A new method emerges that allows children with dyslexia to normalize their reading ability, both in accuracy and speed, improving their text comprehension. Its creator is Ángel R. Calvo Rodríguez, professor of Developmental and Educational Psychology at the University of Murcia.
Various methods already exist that improve reading accuracy in Spanish for children with dyslexia, but these did not improve reading time, and therefore reading comprehension was affected. In contrast, the new method manages to improve both accuracy and time, which represents significant progress in terms of reading fluency.
The method has been developed by psychologists, contributing their perspective to the resolution of these types of learning difficulties and on the cognitive processes involved. Children with dyslexia have a considerable emotional problem as they have normal intellectual capacity and realize they are not learning. Therefore, they feel frustrated. This situation makes them feel inferior and generates anxiety.

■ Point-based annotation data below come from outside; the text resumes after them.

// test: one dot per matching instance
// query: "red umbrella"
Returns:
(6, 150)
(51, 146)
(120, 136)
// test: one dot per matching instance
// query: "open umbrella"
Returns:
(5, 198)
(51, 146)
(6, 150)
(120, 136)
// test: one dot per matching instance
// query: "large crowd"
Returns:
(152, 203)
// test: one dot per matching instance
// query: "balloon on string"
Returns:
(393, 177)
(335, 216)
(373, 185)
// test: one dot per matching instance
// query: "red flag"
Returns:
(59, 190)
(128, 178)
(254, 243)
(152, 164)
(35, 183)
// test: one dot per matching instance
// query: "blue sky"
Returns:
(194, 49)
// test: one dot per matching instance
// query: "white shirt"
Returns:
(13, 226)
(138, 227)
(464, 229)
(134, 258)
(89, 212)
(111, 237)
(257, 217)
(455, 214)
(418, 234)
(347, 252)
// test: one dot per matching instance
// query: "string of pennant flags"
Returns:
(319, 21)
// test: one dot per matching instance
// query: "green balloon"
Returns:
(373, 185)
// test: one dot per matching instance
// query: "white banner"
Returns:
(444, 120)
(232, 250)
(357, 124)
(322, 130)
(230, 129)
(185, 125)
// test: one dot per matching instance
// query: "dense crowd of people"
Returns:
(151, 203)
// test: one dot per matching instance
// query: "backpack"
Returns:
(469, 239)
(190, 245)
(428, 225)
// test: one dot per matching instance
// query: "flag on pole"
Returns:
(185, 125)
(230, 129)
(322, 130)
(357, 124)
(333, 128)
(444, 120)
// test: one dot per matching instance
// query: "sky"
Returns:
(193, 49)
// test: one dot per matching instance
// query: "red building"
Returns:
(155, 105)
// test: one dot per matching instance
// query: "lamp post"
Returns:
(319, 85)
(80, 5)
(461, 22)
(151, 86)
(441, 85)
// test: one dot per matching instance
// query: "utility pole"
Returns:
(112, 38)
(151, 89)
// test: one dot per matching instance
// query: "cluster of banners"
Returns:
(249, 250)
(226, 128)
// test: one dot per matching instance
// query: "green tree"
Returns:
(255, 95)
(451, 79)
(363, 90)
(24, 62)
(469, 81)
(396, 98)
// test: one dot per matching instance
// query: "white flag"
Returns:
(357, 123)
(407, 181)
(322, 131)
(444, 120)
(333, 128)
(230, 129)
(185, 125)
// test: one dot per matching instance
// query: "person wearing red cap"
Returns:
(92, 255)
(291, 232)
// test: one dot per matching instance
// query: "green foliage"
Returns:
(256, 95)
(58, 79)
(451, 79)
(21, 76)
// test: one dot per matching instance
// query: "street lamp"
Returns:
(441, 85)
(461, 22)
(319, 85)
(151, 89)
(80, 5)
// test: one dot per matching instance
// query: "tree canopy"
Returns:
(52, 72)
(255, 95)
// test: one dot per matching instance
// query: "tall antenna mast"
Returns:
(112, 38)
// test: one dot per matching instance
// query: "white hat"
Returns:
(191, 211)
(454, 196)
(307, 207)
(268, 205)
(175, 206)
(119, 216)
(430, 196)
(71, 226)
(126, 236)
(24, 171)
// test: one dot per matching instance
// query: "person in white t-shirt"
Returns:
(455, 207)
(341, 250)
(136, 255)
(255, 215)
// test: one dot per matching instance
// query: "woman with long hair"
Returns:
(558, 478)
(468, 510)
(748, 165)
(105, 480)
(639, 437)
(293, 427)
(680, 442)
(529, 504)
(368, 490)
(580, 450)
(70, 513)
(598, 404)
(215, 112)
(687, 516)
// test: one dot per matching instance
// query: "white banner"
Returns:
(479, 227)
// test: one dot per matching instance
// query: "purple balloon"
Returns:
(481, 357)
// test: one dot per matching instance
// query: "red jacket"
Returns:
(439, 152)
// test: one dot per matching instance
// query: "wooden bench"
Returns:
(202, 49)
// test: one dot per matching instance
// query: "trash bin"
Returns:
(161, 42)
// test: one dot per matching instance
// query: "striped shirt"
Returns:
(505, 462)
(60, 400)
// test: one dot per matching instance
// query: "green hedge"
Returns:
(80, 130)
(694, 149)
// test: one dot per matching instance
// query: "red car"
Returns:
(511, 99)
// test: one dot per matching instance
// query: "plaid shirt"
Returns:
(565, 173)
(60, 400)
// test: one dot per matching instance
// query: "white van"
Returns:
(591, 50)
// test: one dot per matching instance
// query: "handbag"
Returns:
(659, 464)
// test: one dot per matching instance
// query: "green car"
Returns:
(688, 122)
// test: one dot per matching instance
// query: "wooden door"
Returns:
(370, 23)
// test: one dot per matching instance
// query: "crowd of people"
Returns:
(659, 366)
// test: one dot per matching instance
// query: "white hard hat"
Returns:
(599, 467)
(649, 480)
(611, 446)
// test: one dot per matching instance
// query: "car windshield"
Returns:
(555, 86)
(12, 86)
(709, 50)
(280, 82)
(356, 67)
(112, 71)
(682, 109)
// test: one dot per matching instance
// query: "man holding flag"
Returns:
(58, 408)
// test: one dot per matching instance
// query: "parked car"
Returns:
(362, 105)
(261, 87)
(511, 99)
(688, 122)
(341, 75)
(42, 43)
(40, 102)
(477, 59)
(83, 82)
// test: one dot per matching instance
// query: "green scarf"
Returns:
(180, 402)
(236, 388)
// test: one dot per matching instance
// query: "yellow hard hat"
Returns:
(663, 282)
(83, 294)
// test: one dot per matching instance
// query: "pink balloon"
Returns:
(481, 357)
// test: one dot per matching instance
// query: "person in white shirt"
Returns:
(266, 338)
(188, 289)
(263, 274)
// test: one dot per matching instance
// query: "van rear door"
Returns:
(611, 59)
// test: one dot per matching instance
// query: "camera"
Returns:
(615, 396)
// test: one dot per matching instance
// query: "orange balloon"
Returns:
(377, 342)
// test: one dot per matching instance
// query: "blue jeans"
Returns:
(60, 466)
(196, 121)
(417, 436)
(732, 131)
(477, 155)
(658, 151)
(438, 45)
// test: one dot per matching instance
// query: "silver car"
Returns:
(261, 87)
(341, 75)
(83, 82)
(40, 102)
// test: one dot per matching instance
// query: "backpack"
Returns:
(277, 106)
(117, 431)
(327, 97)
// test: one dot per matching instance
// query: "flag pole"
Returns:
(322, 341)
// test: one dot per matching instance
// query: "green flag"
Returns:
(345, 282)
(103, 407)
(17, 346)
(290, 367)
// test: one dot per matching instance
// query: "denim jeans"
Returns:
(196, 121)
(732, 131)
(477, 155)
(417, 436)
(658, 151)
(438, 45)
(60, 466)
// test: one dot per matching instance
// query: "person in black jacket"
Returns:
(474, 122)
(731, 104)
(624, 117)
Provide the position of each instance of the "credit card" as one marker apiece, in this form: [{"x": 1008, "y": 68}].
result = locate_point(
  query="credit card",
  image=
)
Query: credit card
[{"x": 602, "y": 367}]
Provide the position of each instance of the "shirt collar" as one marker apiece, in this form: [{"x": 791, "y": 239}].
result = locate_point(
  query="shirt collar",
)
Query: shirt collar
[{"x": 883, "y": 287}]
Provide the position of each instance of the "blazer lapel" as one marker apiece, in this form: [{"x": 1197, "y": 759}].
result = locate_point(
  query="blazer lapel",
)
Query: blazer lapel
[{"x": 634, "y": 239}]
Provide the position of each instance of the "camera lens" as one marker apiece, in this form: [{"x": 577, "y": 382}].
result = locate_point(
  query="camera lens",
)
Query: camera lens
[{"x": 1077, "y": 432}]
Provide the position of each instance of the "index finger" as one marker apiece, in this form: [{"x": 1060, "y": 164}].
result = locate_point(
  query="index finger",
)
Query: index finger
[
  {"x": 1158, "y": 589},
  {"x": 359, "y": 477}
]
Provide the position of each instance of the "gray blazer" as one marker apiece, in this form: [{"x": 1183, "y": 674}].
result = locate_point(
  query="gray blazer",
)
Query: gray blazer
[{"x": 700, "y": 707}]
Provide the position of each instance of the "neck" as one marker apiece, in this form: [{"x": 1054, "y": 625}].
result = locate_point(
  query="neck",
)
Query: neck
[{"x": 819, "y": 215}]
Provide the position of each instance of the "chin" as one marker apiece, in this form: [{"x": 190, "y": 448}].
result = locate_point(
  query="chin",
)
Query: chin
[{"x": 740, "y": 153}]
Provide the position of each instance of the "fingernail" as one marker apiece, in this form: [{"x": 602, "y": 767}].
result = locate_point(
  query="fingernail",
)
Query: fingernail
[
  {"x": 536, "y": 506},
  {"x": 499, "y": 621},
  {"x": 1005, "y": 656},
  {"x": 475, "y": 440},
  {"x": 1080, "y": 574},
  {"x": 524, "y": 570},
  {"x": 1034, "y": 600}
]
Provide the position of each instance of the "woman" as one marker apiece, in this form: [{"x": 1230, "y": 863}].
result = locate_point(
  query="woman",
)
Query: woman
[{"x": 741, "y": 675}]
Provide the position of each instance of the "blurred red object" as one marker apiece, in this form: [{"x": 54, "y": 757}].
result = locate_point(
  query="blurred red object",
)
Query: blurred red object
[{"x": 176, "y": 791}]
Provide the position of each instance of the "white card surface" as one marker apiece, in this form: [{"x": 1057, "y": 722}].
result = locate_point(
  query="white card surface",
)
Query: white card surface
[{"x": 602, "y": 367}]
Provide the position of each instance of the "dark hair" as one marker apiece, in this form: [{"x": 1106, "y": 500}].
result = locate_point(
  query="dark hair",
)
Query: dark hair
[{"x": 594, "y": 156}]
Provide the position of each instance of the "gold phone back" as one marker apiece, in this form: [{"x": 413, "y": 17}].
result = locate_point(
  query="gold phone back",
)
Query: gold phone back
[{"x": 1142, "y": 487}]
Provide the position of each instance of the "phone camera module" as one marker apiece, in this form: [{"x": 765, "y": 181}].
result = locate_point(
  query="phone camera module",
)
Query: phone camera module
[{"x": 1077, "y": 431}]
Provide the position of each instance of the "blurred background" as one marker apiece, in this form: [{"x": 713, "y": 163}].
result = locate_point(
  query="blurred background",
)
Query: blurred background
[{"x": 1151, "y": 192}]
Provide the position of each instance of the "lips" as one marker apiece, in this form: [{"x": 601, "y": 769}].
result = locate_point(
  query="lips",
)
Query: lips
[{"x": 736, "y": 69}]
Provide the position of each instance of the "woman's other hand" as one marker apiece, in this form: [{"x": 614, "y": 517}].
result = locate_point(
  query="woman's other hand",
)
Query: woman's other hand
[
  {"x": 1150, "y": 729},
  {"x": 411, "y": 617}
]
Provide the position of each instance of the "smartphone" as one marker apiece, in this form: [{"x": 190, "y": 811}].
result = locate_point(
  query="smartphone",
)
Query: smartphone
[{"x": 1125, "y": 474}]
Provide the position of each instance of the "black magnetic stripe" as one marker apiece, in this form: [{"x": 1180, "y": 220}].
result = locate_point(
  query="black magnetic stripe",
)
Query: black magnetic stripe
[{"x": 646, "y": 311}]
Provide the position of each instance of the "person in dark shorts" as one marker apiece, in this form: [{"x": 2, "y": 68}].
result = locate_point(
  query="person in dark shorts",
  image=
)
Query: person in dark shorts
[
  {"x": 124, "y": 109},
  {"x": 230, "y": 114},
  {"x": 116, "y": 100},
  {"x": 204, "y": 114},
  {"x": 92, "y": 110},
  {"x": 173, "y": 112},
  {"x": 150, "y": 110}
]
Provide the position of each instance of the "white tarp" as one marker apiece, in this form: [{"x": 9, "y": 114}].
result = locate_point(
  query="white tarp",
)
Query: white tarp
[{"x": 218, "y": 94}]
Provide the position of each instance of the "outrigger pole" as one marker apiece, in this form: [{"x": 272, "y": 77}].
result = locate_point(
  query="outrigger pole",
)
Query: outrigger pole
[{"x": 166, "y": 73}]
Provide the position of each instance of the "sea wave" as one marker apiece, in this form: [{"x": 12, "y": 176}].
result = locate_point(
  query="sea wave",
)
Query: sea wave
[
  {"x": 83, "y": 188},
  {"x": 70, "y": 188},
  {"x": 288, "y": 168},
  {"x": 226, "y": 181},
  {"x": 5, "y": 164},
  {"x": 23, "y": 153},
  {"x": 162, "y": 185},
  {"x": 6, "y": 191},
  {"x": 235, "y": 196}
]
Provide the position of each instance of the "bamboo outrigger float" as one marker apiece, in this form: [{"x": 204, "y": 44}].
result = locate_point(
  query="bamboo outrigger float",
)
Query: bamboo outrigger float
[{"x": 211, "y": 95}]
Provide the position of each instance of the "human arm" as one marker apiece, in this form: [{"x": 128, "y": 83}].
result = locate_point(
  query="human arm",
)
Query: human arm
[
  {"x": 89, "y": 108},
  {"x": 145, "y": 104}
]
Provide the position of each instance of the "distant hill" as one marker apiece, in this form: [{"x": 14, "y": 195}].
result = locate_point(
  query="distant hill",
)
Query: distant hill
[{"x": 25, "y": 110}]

Professor Calvo Rodríguez’s working method begins with preliminary work that consists of changing the child’s attributions so that they see they are not incapable, but rather that they only need to solve a difficulty and can do so. This reduces the anxiety that appears when the child must face reading.
Dyslexic children have a problem of neurological and phonological origin that makes it difficult for them to create orthographic images. To solve this problem, this new method proposes carrying out reading and analysis work on isolated words, segmenting the word phonologically, identifying the syllables, and seeing how it would sound without each of them. Next, phonological and orthographic work is carried out, which consists of choosing a word to join its syllables and then writing it.
The last phase of the method consists of changing the dyslexic’s way of reading. A person with this problem reads based on partial clues from words, so they identify the first letters and forget the rest: they attribute the meaning of any other word that begins with the same letters but is more familiar to them. To change this reading, the child must read syllable by syllable, with meaning. They go from reading words to reading syllables that, when joined, are given a meaning.
Once the child has practiced with words, a text is proposed for them to read. First, the teacher reads it, adapting their speed to the complexity of the document, as an example for the student. Then it is the child’s turn, who will read with greater fluency.